Directeur de la photographie : Claude Renoir

Musique : Ennio Morricone

 

 

 

 

 

 

Le poulet aux émeraudes

 

Sorti de l’immense succès de son mythique Clan des Siciliens, superproduction franco-italienne « à l’américaine » qui réunissait la crème des acteurs français les plus prestigieux de l’époque (Gabin, Ventura et Delon), Henri Verneuil, cinéaste populaire par excellence (donc très souvent malmené par la critique) pouvait désormais se permettre toutes les coquetteries. Par exemple s’en aller tourner dans les rues d’Athènes avec une équipe technique de plus de 200 personnes, acteurs et techniciens compris… Si l’on peut regretter que dans ces années-là, le cinéaste d’origine arménienne ait abandonné les sujets plus personnels de ses débuts (Les Amants du Tage, Des Gens Sans Importance) pour se lancer dans une série de superproductions purement commerciales, mettant davantage en avant son talent d’artisan et de meneur de troupes que ses aptitudes (bien réelles) d’auteur, Le Casse, réalisé en 1971 dans les rues de la capitale grecque, reste pourtant ce qui se fait de mieux en la matière et fait honneur au cinéma français de pur divertissement, n’en déplaise au cinéaste Bertrand Tavernier, proche de Verneuil, qui regrettait cette orientation « récréative » dans la carrière de son ami…

 

« Verneuil était décrié pour la faiblesse de sa mise en scène mais ses qualités sont ailleurs.
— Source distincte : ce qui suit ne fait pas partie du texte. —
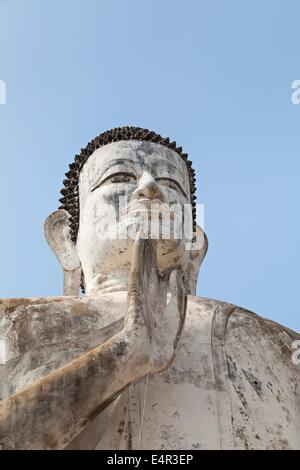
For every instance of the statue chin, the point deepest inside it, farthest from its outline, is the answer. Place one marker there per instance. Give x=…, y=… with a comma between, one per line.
x=115, y=245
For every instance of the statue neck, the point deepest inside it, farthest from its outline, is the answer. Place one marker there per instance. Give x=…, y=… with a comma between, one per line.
x=103, y=283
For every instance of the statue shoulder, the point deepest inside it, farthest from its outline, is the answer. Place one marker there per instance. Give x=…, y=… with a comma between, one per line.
x=226, y=318
x=254, y=372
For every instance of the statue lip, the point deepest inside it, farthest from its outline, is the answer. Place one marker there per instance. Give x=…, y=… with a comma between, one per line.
x=145, y=205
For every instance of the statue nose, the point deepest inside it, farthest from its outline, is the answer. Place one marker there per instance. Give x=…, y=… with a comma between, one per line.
x=147, y=188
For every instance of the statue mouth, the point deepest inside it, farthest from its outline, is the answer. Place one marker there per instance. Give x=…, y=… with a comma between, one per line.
x=149, y=206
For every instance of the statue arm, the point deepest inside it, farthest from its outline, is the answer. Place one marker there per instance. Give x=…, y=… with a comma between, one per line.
x=52, y=411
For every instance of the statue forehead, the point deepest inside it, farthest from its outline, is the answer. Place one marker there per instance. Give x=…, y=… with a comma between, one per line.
x=142, y=155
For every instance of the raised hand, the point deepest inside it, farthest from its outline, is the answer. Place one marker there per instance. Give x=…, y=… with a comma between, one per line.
x=152, y=322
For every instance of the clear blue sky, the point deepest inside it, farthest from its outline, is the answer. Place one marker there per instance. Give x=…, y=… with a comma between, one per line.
x=214, y=75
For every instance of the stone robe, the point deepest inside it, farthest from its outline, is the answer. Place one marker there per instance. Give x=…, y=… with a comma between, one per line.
x=232, y=385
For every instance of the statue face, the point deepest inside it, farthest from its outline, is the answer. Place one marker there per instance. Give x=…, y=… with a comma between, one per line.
x=140, y=173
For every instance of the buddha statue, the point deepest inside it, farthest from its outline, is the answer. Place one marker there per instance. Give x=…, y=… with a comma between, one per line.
x=139, y=361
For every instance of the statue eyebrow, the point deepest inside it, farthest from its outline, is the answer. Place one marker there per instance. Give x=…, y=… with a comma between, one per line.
x=173, y=181
x=118, y=173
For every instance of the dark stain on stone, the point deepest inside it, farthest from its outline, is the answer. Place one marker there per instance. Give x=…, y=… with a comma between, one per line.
x=232, y=369
x=120, y=348
x=254, y=382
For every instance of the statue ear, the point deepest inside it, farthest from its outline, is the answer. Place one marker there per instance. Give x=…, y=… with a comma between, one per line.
x=197, y=252
x=57, y=233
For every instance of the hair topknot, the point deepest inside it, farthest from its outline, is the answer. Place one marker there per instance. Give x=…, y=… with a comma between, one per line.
x=70, y=192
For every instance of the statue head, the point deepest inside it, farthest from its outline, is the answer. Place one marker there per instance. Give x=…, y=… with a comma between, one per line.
x=124, y=180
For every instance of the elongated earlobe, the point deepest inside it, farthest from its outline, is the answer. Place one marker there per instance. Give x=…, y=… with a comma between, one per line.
x=57, y=233
x=197, y=251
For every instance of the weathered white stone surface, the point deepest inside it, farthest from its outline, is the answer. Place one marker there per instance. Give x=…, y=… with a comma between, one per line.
x=98, y=372
x=232, y=384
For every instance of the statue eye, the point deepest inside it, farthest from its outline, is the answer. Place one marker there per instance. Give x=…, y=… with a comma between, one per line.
x=170, y=183
x=121, y=177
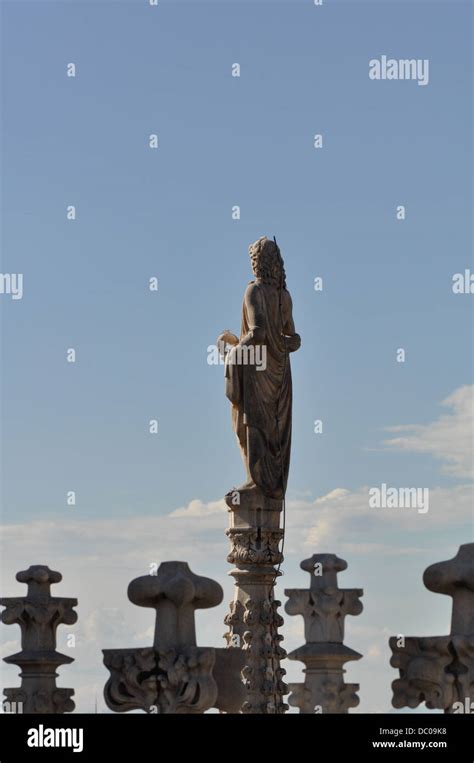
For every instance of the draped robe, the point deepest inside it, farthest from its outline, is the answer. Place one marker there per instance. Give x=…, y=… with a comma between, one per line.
x=262, y=398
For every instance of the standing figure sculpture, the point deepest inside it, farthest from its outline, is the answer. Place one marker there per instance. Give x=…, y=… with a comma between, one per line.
x=258, y=384
x=258, y=373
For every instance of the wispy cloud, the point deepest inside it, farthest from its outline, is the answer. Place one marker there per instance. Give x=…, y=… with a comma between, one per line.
x=449, y=438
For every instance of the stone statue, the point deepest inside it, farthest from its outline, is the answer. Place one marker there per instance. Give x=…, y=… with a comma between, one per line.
x=258, y=374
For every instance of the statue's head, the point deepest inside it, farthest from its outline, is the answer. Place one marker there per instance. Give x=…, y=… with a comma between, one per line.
x=267, y=262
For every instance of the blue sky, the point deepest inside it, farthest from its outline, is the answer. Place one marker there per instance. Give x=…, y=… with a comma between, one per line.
x=227, y=141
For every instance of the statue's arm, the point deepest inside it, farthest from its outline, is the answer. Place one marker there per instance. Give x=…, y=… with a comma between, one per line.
x=255, y=317
x=293, y=340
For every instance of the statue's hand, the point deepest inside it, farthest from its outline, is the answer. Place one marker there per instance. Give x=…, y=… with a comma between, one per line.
x=227, y=337
x=293, y=342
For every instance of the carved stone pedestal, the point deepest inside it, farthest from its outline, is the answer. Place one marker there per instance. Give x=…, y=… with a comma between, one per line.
x=324, y=607
x=174, y=675
x=439, y=670
x=39, y=614
x=255, y=535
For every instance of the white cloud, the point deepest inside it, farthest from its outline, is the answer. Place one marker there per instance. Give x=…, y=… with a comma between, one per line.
x=449, y=438
x=387, y=549
x=197, y=508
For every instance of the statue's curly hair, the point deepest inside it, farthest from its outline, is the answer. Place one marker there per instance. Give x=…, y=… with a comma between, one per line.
x=269, y=266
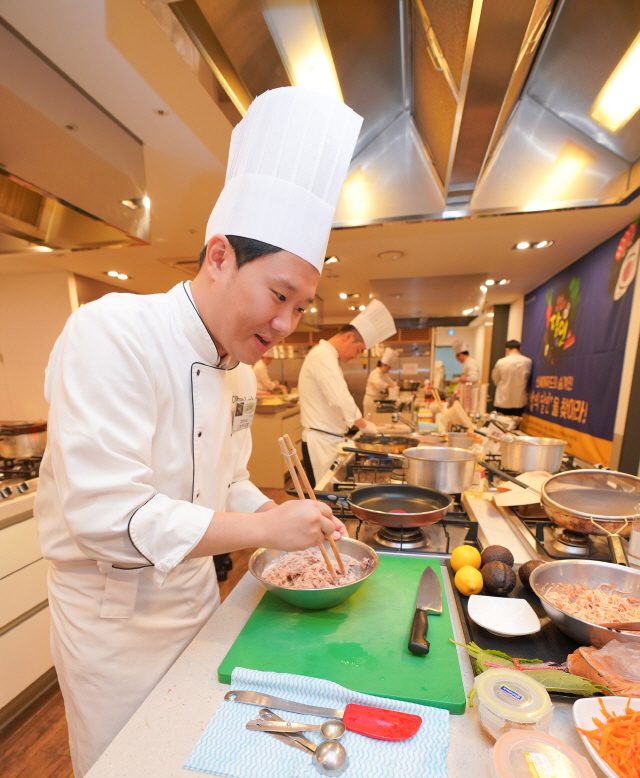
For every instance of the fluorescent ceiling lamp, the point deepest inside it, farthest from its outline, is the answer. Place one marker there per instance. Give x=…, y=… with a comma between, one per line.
x=297, y=30
x=556, y=186
x=619, y=98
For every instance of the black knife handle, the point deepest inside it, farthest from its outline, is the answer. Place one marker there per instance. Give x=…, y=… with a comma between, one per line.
x=418, y=643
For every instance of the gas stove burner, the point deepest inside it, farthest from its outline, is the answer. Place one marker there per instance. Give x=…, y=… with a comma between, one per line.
x=394, y=537
x=572, y=543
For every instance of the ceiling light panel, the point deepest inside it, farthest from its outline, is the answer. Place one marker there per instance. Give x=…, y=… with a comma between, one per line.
x=619, y=99
x=297, y=30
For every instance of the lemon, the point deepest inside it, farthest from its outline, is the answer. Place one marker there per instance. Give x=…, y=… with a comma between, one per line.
x=468, y=580
x=465, y=555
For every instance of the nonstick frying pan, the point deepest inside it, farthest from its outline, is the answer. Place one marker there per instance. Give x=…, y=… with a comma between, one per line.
x=393, y=505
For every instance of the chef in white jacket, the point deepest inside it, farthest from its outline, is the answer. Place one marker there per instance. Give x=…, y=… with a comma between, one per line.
x=151, y=401
x=261, y=371
x=379, y=382
x=327, y=409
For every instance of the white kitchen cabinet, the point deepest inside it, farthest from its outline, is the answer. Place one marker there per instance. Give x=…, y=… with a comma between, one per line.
x=267, y=466
x=23, y=590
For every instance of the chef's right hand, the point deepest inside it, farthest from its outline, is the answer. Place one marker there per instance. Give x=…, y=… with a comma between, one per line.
x=298, y=524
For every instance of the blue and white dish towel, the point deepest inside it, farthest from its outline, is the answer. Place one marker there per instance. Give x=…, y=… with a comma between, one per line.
x=228, y=749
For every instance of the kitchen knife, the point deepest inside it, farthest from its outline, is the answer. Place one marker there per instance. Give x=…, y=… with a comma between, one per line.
x=378, y=723
x=429, y=600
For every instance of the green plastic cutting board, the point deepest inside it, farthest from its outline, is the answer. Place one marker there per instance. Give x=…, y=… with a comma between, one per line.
x=361, y=643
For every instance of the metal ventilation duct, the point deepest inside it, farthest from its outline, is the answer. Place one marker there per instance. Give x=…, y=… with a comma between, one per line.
x=66, y=166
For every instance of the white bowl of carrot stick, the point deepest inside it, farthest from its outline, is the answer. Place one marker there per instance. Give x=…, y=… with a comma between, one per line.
x=610, y=729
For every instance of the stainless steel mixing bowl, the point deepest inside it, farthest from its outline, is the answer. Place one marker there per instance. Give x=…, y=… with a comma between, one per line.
x=591, y=574
x=316, y=599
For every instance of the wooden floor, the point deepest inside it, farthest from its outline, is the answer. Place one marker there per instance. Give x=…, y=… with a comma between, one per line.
x=35, y=744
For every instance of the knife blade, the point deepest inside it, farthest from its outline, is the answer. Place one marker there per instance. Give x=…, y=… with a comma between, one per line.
x=428, y=600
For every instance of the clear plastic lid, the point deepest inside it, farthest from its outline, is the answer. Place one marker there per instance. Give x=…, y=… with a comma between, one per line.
x=513, y=695
x=536, y=755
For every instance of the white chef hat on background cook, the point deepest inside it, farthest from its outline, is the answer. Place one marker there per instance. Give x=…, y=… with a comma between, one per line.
x=374, y=324
x=288, y=159
x=390, y=357
x=459, y=345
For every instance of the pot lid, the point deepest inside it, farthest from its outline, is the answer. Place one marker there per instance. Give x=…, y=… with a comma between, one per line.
x=22, y=427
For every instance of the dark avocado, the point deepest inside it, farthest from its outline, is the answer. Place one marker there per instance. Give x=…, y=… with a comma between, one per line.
x=499, y=578
x=497, y=554
x=525, y=571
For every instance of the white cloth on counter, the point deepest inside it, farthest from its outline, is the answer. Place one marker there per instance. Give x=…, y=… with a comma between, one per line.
x=511, y=377
x=227, y=748
x=470, y=370
x=261, y=372
x=326, y=404
x=141, y=454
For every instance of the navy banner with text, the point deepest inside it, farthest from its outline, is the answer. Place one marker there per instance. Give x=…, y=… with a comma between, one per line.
x=575, y=329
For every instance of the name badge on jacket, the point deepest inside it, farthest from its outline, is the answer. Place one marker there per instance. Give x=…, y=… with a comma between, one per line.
x=243, y=412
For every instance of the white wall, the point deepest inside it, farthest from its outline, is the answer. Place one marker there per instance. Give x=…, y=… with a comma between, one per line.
x=33, y=310
x=514, y=324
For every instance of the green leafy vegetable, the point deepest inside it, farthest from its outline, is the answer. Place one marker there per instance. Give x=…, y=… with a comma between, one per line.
x=553, y=680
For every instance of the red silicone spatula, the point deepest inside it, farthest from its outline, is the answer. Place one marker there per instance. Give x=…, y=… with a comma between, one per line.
x=378, y=723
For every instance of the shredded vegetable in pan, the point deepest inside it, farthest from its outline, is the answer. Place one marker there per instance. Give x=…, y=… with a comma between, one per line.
x=594, y=605
x=617, y=741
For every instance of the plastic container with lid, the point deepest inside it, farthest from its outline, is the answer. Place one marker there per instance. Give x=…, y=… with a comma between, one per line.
x=509, y=699
x=537, y=755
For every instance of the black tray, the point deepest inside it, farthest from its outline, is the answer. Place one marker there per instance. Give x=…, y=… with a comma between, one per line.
x=550, y=644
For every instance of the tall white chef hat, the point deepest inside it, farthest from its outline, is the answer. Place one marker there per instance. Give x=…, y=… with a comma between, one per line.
x=287, y=162
x=459, y=345
x=374, y=324
x=390, y=357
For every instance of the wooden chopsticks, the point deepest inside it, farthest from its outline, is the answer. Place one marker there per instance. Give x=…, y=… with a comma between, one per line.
x=293, y=463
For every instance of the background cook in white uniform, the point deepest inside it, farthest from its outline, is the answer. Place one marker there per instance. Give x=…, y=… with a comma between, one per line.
x=379, y=382
x=511, y=377
x=261, y=371
x=327, y=409
x=148, y=444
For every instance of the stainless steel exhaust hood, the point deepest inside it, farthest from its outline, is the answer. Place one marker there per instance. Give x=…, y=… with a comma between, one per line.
x=470, y=106
x=66, y=166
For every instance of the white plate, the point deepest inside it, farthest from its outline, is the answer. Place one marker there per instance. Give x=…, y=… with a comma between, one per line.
x=583, y=712
x=504, y=616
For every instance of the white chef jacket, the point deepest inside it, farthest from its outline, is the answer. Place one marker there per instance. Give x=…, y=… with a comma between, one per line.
x=511, y=376
x=327, y=409
x=470, y=370
x=265, y=384
x=141, y=454
x=377, y=384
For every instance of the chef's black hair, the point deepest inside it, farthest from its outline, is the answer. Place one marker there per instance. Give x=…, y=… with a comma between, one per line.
x=246, y=250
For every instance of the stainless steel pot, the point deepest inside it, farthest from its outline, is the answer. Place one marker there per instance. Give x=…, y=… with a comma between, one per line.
x=448, y=470
x=593, y=575
x=22, y=440
x=524, y=455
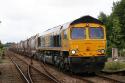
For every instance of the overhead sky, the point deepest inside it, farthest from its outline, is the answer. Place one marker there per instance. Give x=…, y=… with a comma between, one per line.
x=24, y=18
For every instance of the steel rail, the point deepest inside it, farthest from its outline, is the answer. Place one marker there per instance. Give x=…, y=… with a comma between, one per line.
x=47, y=75
x=29, y=74
x=105, y=77
x=18, y=68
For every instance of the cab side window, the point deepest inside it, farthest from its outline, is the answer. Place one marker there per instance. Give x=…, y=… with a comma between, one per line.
x=65, y=34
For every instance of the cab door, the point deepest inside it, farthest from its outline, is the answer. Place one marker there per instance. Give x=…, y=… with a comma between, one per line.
x=65, y=42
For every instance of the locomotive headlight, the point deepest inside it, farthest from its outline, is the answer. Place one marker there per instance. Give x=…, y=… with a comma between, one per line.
x=102, y=51
x=73, y=51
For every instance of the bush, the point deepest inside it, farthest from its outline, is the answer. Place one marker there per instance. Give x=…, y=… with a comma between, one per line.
x=114, y=65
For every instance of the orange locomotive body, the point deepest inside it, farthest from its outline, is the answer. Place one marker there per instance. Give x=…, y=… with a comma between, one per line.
x=77, y=46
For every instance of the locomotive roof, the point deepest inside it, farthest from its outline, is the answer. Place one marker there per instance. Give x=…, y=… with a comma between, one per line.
x=86, y=19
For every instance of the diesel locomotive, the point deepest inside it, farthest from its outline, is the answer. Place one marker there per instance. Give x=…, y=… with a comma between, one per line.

Quand il essaie d’être américain, comme dans Mélodie en Sous-Sol, je ne trouve pas cela follement intéressant. Je le préfère quand il sait rester très français. Adapter Un Singe en Hiver, de Blondin, voilà une vraie ambition. Verneuil, quoi qu’on dise, savait faire preuve d’ambition dans ses sujets. Dans ses derniers films, tous assez ratés, il y en a un qui se démarque par la force de son propos : Mille Milliards de Dollars, un film qui dénonce la mainmise américaine sur la politique et la finance. A cette époque, il n’y avait pas beaucoup de films français aussi anti-américains. Dans ce film, Verneuil dénonce l’ingérence de certaines firmes américaines dans l’établissement des camps de concentration, une audace qui reste sidérante malgré une forme assez discutable. A côté de ça, il faisait Le Casse ou Peur Sur la Ville, des films commerciaux sans grand intérêt. »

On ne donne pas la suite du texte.